What do "a sort of moral attention" and "riotous excursions" mean in this quote from the Great Gatsby?

“When I came back from the East last autumn I felt that I wanted the world to be in uniform and at a sort of moral attention forever; I wanted no more riotous excursions with privileged glimpses into the human heart”

Does "at a sort of moral attention" mean the same moral level or something else? What's the meaning of "riotous excursions"? I cannot find this phrase in a dictionary.


Solution 1:

“At a moral attention” is a military allusion, along with “in uniform”. To be “at attention” means to be in a formal military position.
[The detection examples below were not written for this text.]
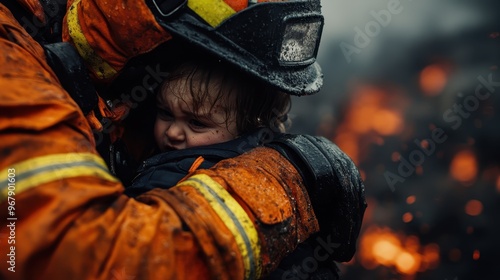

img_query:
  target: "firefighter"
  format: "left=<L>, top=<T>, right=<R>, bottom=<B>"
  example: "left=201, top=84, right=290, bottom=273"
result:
left=0, top=0, right=366, bottom=279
Its opposite is “at ease”. So, to be “at a moral attention” means to display a heightened moral behaviour or alertness, I would say.

“Riotous excursions” does not play on any idioms, by contrast. “Excursions”, here, are forays, or adventures, and “riotous” means wild and uncontrolled.
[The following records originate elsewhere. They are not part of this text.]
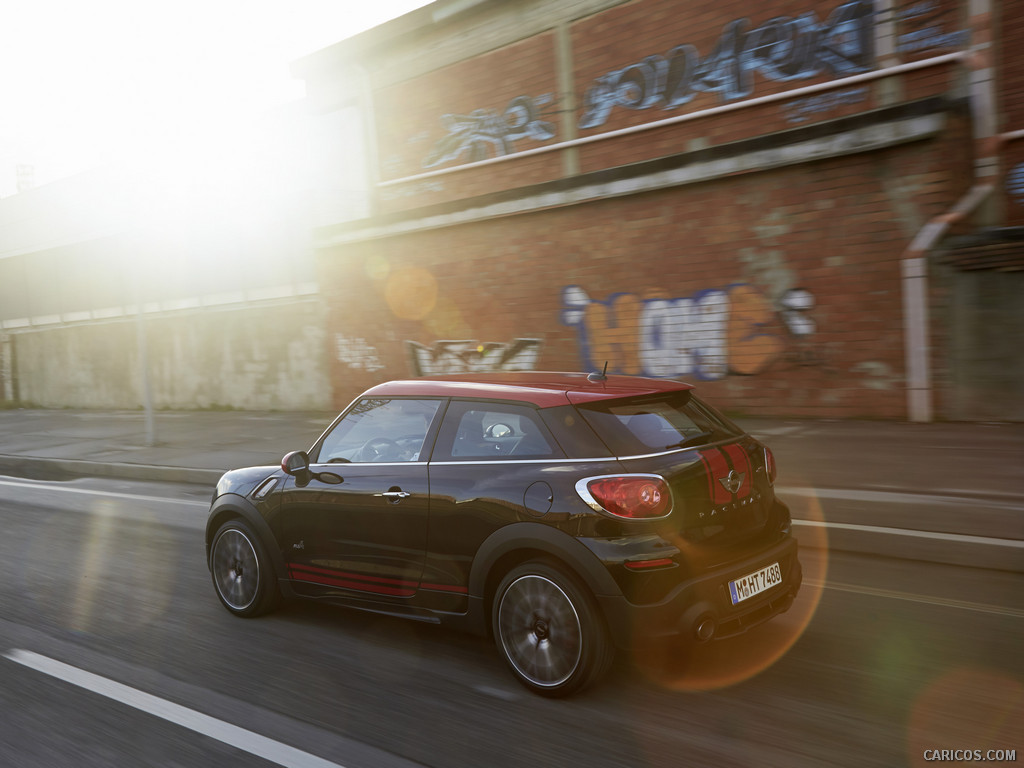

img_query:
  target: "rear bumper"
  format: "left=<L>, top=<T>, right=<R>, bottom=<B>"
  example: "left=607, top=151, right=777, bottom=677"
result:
left=598, top=537, right=803, bottom=648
I’m not a great Gatsby fan, but you’ve selected a very elegant sentence here: two well crafted military allusions before the semicolon; and after it, the three adjective-noun pairs, “riotous excursions”, “privileged glimpses”, “human heart”, that come in an almost iambic rhythm.

Solution 2:

"Moral attention" refers to a group of soldiers who are standing at attention in full uniform, and who are looking their military best. They do not move but look straight ahead until told to move. They are restrained by their orders. Moral attention would imply an attitude of serious, self- discipline where men and women simply do not to stray across well known moral boundaries. To do so would be "against orders" which is simply not an option. Nick feels that the sloppy and immoral behavior of the financial elites was the result of an abandonment of the morals that a society needs to bind itself together. Without such binding, society becomes unwoven, chaos ensues and it produces the self-indulgent, reckless, harmful and dangerous behavior that he saw. These were the "riotous excursions" that he witnessed - without restraint, without regard, just a flamboyant celebration of self and money that makes them unworthy of the American Dream which is built upon contrary values of work and thrift among others.